Il viaggio diventa sempre più pericoloso, attira sempre più la riprovazione, d’altronde sollecitata, dell’“ipocrita lettore, mio simile, mio fratello”. Alla vita normale del poeta romantico, alla vita di Parigi, al peccato dell’ebbrezza, succede, per formare il quarto ciclo, il Male. Il titolo di Fleurs du Mal è riservato soprattutto a dodici poesie, i dodici apostoli del diavolo, le più audaci del libro, le stesse che Baudelaire fu costretto a sopprimere dai tribunali: Une Martyre, Lesbos, Femmes damnées. E il Voyage à Cythère, che è l’undicesima, ci sembra la forma più audace e più forte che un grande poeta abbia mai dato a una confessione, a una veste da profeta che viene lacerata da cima a fondo. Dopo il cerchio del vino, quello del vizio, del vizio chiaroveggente, del vizio disperato, del vizio punito.
Siccome il poeta rifiuta l’illusionismo romantico, la dissimulazione vile, l’ignoranza e le maschere, tutto quanto è vizio nel vizio, siccome ha scelto la “coscienza nel male”, quale cerchio mai si scaverà dunque sotto il cerchio del male? Quello della rivolta. Dopo avere scelto il male, il poeta sceglierà il capo del Male, il diavolo. Baudelaire ha voluto che le tre sole poesie di Révolte (il Reniement de Saint Pierre, Abel et Caïn e le Litanies de Satan) formassero anch’esse un girone, un ciclo. Sono le frontiere dei limbi e dell’inferno, così come i paradisi artificiali guardavano verso il paradiso. E basta leggere quelle tre poesie e guardare negli occhi la maschera di Baudelaire per convincersi della sua terribile sincerità, e quando Brunetière definisce Baudelaire un Belzebù da tavolo d’osteria, c’è solo Brunetière seduto a quel tavolo, ove recita la parte di funambolesco capotavola.
Rimane ormai soltanto la possibilità di un sesto ciclo: quello della Morte. è il titolo delle sei poesie che formano l’ultima parte, e che legittimano il titolo originario della raccolta. La morte baudelairiana non è una speranza di paradiso, né un’emendazione attraverso prove, né una caduta nell’inferno: è un passaggio nei limbi che meritano gli Amants, i Pauvres, gli Artistes; è la Fin de la Journée, il Rêve d’un Curieux ed è infine il Voyage. Questo componimento mette il punto finale a quelle poesie di viaggio attraverso il mondo umano, sulle frontiere del mondo umano, fuori dal mondo umano. La condizione umana è terribile, ma non è la sola ad esserlo. Sui frantumi della vita e lontano dall’umanità, avanti!
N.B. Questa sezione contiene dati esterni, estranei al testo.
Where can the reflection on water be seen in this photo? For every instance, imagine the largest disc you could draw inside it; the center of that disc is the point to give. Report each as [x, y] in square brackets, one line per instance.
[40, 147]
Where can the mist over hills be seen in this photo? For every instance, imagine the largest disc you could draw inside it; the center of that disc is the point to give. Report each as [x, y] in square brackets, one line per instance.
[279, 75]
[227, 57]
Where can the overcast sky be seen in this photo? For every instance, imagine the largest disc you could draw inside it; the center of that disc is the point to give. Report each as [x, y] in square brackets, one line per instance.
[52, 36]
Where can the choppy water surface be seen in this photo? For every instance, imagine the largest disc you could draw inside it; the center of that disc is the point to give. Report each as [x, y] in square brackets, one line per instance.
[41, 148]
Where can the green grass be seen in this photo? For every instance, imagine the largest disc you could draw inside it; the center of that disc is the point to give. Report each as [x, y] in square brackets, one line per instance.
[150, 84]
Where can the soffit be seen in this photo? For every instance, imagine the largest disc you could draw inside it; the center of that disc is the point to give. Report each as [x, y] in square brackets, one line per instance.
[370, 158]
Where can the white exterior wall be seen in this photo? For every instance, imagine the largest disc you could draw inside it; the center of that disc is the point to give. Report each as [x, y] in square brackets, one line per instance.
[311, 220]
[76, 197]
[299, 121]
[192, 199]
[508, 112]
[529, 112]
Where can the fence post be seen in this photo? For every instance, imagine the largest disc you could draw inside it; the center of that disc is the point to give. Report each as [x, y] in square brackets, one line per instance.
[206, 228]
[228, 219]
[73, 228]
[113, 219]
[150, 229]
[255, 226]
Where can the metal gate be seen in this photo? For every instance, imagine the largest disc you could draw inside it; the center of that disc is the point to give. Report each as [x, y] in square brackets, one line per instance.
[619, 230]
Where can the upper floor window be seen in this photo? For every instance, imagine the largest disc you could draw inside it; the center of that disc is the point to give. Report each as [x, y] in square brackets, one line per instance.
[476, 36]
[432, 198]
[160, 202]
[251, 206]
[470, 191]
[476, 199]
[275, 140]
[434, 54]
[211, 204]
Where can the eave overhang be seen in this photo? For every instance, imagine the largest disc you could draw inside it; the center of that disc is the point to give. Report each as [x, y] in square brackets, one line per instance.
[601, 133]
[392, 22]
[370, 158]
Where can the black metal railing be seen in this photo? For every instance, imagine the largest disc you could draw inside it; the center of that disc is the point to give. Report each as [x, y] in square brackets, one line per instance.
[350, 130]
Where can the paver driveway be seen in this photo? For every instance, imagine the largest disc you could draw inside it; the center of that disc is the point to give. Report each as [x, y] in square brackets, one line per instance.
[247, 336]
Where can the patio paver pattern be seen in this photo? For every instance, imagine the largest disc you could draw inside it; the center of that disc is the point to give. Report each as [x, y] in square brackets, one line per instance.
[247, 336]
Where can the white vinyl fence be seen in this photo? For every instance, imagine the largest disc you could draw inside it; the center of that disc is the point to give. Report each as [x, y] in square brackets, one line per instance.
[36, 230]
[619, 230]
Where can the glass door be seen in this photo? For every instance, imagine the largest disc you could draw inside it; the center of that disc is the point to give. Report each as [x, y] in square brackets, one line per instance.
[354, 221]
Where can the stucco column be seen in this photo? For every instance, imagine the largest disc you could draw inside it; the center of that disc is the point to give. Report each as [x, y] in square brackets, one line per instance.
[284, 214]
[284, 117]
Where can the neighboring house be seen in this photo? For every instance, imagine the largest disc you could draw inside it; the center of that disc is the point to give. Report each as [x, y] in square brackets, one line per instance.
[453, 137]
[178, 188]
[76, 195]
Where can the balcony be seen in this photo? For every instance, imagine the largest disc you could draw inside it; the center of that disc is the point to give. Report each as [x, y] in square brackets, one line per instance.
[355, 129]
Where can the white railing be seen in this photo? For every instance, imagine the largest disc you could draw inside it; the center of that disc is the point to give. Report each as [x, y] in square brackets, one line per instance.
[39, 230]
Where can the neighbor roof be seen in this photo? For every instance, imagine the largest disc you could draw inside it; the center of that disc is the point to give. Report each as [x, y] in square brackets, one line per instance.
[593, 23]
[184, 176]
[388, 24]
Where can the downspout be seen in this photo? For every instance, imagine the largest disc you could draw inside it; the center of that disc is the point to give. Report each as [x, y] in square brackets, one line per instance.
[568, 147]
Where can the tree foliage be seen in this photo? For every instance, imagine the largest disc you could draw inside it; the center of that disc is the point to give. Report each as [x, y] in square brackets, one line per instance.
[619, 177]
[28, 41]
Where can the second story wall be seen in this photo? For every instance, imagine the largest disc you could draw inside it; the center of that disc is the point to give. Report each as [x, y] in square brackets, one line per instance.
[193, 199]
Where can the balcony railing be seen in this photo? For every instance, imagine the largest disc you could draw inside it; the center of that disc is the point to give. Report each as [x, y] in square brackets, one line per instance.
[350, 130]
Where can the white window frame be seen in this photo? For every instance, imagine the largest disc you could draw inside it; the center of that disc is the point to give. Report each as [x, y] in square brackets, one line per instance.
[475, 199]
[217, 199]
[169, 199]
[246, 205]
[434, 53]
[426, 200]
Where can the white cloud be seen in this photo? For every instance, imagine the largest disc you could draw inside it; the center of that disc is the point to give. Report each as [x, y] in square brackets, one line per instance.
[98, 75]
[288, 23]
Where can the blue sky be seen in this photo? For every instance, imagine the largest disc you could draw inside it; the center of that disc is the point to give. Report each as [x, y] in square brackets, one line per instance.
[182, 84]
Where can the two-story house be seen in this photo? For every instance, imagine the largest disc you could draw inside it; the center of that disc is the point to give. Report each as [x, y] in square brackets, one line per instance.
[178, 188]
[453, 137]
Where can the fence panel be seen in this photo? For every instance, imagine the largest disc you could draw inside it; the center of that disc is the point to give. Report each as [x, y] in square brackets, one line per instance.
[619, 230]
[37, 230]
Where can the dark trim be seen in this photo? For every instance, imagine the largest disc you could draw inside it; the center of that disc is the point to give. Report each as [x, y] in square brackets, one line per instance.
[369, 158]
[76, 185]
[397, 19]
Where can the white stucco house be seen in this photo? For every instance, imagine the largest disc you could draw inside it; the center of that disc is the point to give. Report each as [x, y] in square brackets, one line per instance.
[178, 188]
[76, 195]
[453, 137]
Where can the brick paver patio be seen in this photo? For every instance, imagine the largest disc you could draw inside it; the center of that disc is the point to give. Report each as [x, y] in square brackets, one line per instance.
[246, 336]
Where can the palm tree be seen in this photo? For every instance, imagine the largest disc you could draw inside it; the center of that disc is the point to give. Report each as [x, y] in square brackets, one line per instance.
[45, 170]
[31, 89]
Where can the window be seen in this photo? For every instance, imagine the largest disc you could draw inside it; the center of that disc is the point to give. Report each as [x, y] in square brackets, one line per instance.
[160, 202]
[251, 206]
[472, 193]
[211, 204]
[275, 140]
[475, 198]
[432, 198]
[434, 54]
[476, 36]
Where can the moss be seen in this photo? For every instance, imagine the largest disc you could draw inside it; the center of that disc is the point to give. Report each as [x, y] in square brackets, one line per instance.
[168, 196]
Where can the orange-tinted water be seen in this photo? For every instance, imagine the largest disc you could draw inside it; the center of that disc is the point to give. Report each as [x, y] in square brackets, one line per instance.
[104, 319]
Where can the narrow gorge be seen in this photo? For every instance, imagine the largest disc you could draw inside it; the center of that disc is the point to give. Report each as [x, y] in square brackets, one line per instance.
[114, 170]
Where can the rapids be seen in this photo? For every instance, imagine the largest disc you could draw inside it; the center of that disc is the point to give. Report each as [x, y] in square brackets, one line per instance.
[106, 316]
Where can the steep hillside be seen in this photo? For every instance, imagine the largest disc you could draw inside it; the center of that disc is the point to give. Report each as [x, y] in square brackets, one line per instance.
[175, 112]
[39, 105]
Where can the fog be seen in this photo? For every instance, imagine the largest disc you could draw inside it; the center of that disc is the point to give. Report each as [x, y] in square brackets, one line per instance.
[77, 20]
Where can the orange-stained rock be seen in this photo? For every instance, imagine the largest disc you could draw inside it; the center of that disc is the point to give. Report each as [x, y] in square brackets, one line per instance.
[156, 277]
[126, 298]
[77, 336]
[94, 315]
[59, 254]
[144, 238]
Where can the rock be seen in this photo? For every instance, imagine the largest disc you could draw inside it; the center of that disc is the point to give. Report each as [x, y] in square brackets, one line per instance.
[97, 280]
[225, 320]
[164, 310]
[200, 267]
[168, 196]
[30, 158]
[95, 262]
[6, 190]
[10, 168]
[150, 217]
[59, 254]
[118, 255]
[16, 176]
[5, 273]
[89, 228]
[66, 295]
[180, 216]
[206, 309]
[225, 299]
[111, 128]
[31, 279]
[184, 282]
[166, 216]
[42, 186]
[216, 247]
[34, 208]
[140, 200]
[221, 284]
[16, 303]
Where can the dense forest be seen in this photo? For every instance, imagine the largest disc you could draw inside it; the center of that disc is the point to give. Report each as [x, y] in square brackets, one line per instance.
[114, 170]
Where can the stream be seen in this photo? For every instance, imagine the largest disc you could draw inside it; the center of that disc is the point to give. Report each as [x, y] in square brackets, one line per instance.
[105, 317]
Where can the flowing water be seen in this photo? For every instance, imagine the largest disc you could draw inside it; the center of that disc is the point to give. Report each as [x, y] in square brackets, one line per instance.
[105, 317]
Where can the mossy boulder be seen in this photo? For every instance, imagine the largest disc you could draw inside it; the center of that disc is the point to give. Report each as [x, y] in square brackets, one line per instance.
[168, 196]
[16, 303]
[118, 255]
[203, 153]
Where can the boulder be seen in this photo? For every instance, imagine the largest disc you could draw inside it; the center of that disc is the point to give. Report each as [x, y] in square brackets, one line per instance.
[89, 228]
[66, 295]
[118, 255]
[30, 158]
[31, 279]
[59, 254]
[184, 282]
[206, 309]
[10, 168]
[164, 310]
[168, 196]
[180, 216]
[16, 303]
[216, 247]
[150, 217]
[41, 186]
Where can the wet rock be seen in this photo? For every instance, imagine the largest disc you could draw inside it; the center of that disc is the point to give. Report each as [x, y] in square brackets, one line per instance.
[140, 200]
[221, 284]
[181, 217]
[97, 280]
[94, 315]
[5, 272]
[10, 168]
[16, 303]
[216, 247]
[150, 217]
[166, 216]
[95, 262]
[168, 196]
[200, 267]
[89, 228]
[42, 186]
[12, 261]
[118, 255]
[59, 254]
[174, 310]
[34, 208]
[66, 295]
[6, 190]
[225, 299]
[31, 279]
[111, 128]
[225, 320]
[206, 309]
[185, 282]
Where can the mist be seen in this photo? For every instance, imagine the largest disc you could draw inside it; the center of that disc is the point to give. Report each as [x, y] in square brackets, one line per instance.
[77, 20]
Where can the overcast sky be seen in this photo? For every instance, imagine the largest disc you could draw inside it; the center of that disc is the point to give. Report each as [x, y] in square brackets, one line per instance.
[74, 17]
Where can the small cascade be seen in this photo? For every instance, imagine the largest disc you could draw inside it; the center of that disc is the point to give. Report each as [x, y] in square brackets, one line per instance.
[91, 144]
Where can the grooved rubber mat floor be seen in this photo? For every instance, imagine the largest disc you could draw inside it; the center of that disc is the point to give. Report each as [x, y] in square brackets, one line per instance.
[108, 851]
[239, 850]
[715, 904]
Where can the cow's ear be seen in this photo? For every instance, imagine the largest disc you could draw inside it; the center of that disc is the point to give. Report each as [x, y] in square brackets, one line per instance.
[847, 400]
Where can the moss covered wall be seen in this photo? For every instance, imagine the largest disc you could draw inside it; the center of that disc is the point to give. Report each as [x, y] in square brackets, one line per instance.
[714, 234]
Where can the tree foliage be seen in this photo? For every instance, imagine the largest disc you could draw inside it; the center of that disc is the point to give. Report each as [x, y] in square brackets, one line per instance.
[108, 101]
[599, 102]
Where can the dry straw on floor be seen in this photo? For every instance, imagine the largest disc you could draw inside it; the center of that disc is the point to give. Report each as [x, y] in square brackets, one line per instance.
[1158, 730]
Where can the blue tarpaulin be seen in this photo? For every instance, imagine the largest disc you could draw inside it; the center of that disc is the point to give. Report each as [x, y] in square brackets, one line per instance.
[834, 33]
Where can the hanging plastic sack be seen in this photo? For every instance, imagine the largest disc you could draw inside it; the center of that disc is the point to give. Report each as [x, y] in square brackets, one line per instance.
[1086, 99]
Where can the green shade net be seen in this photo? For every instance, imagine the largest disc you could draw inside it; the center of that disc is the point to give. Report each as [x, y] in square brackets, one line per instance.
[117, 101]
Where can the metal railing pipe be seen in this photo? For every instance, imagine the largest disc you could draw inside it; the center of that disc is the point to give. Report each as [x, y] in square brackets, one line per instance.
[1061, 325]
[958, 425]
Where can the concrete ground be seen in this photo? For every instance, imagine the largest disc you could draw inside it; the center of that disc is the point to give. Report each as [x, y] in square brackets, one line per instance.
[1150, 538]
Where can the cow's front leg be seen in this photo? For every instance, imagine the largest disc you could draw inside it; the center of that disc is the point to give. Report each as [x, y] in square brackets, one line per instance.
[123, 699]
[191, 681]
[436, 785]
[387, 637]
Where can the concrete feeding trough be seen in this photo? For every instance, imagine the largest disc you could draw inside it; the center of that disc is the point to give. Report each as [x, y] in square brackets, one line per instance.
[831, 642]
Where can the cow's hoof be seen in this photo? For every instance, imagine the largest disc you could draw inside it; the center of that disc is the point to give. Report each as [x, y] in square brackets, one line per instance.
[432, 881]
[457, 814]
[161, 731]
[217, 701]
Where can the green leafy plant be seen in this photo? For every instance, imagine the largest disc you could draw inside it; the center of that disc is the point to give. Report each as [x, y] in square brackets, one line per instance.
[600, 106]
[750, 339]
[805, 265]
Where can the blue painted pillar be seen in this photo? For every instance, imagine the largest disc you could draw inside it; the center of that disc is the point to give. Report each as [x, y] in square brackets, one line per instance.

O Mort, vieux capitaine, il est temps! Levons l’ancre!
Ce pays nous ennuie, ô Mort! Appareillons!
Si le ciel et la mer sont noirs comme de l’encre
Nos coeurs que tu connais sont remplis de rayons!

Il Voyage raggiunge, in tal modo, la Bénédiction, l’ultimo cerchio ritorna al primo, come, nella poesia di Nerval, la tredicesima ora ritorna nella stessa forma della prima. Il viaggio dei Limbes, condotto su una cresta tra l’inferno e il cielo, è compiuto. Tale era il messaggio affidato a Baudelaire. Come poeta non aveva nient’altro da dire, nessun altro libro da offrire, se non i Limbes. Fosse vissuto più a lungo, avrebbe semplicemente aggiunto altre poesie al suo unico libro, al quale le sue carte, i suoi diari intimi, fanno da commento, e nel quale Parigi, da trent’anni a questa parte, ha riconosciuto la propria Divina Commedia.

III. Baudelaire3
​ ​ Jacques Rivière


O vous, soyez témoin que j’ai fait mon devoir
Comme un parfait chimiste et comme une âme sainte.
Baudelaire

è in mezzo a noi. Non si rifugia in luoghi solitari per ritornarne poeta e profeta. Non va a chiedere alla natura di renderlo divino. Ma è con noi. Lo scorgo nella strada: è preoccupato per i debiti, cammina facendo i conti. Ripone speranze su articoli il cui compenso lo aiuterà a liberarsene, o forse medita qualche battuta sull’amico che va a visitare, oppure, ancora, lavora nella mente a una poesia, combina parole che non stanno bene insieme. Forse, frequentandolo, di lui non avrei mai conosciuto altro che le fantasie e i capricci. Ma aveva un’anima e la portava nella sua vita: essa era presente quando sopraggiungeva una sofferenza o un piacere. Era pronta a sentire tutto; non in maniera dilettantesca, ma come una povera, autentica anima fatta per la pena e la fatica. L’anima, questa cosa ignota in noi, che ci spia in tutte le nostre vicende! Tornato a casa, la lasciava in libertà. Essa parlava saggiamente, raccontava le sue esperienze senza tempeste, senza fragore. Faceva il proprio esame di coscienza. Ecco che non è più lei soltanto ad accusarsi, ma anche la mia anima e la vostra, che peraltro abbiamo contenute con tanta cura da non comprendere tutte quelle passioni.
​ I Poesia vigilata,

Tu fais l’effet d’un beau vaisseau qui prend le large4.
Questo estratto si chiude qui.